My backpack will also see several hostels--two stays in the Bird's Nest in Greenwich and a stay in my beloved Oxford. It may also travel to Scotland near St. Andrews, which is a new development in our UK trip plans. Linda, a former GCC student, is completing her doctorate on the influence of Medieval literature on the work of Charles Williams (what a dream study!) at St. Andrews and, although she has a one-room cottage, eagerly has offered my roommates and me her floor for a few days. We originally planned the WWOOF trip around a Scottish mansion, but it turned out that the couple had no room for us (in terms of jobs, not space, I'm quite sure) and our Scotland plans fell through. We are so excited to resurrect this part of our UK journey with the generous hospitality of Linda.

WWOOF stands for WorldWide Opportunities on Organic Farms, an organization which offers people of all ages the chance to work on farms in return for lodging and food. I joined with Meagan and LeeAnn just because I love to travel and this was the cheapest way to do so, but now I am actually quite interested in learning about sustainable living, especially after having read the Agrarians' book, I'll Take My Stand. There is something to be said for living amid the cycles of life and death which help to foster a concrete vision rather than an abstract vision, which comes with the danger of losing sight of or fragmenting the really real into something which may turn out not to be an accurate reflection of the True.

So yes, I get excited whenever I pass by my backpack, because on its new and innocent nylon exterior I can imagine the smudges and tears of the experiences I'll gain in the UK as I meet people from different cultures who are established in the time-honored way of farming. They are among those of us who do not embrace Progress wholeheartedly but who insist that concrete tradition must not sacrifice itself to some vague vision of the future. And a summer spent roaming? How lovely!

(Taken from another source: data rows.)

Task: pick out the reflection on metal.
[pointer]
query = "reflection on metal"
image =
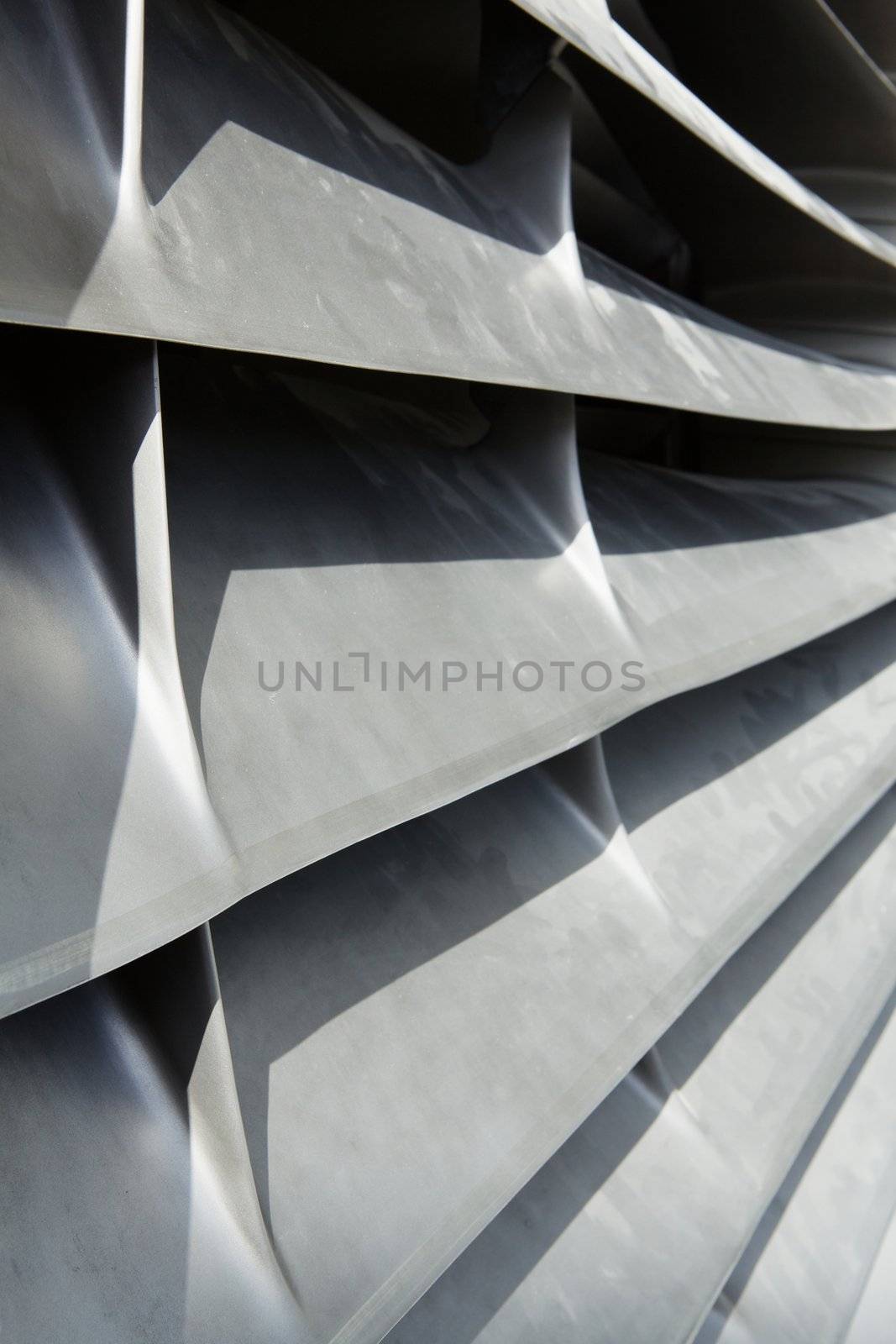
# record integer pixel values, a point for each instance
(449, 712)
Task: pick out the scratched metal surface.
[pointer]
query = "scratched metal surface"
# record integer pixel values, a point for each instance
(338, 1005)
(269, 517)
(181, 219)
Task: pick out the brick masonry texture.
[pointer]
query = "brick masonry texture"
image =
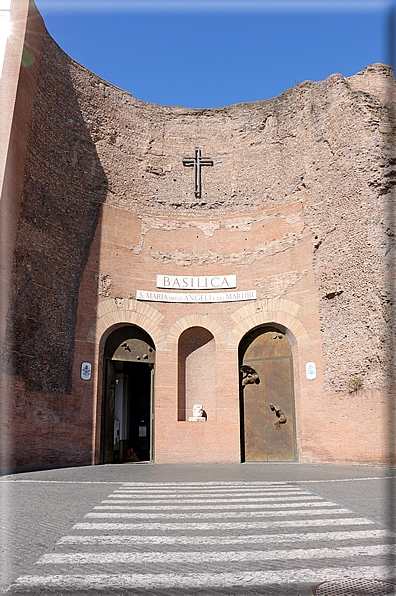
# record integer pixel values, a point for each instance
(297, 205)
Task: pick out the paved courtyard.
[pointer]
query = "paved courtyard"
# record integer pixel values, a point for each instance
(197, 529)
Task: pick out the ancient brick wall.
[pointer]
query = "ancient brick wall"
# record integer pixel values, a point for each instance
(296, 205)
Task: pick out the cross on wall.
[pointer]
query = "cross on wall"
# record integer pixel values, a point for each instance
(197, 161)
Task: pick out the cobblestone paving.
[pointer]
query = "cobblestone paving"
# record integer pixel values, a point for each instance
(209, 538)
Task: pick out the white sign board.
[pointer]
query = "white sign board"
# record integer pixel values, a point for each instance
(195, 298)
(310, 370)
(208, 282)
(86, 370)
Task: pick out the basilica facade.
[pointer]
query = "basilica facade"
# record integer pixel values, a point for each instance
(193, 285)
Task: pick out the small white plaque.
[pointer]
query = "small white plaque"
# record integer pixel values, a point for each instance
(310, 369)
(195, 298)
(86, 370)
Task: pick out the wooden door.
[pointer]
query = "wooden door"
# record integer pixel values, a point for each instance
(267, 397)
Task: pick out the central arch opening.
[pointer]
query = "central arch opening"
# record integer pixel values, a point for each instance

the not-school-part of me wants a chance...

14 April 2008

I'm approaching graduation now, scurrying to write my final papers on the Psalms, Keats' poetry, and the cultural events I've attended throughout the semester, some of which have been an amazing lecture given by Dr. Michael Ward on Lewis' Narnian series, David Hirson's play La Bete, and scenes from Thomas Cranmer written by Charles Williams for the Canterbury Festival.

But, lectures and papers aside--well, I'll stop there, because that is something I've been tempted to do these past weeks: scrap the school work for sewing and painting. I've got some old clothes I want to reconstruct when I get home--you know, making alterations such as adding a bodice to a skirt to make a dress, bleaching designs into solid tee-shirts, or even just salvaging the fabric and making a whole new garment or pillow or quilt. Reconstructing old clothes is something that's all too easily lost when it's cheaper and faster to get something new rather than rework what we already have. But with the ease of buying factory-made clothes, we lose an opportunity to exercise our creativity and our minds.

As for painting, I've recently started Japanese brush painting and have been painting birds and rabbits and fish and trees as much as I can. It's such an exercise in distilling the complicated network of muscle and movement and texture down to a few strokes which still must convey the animal. Sometimes my birds don't look like birds and my carp rarely look like carp, but I still love the process of grinding the ink stick and mixing it with water and experimenting with all the strokes of which the brush is capable.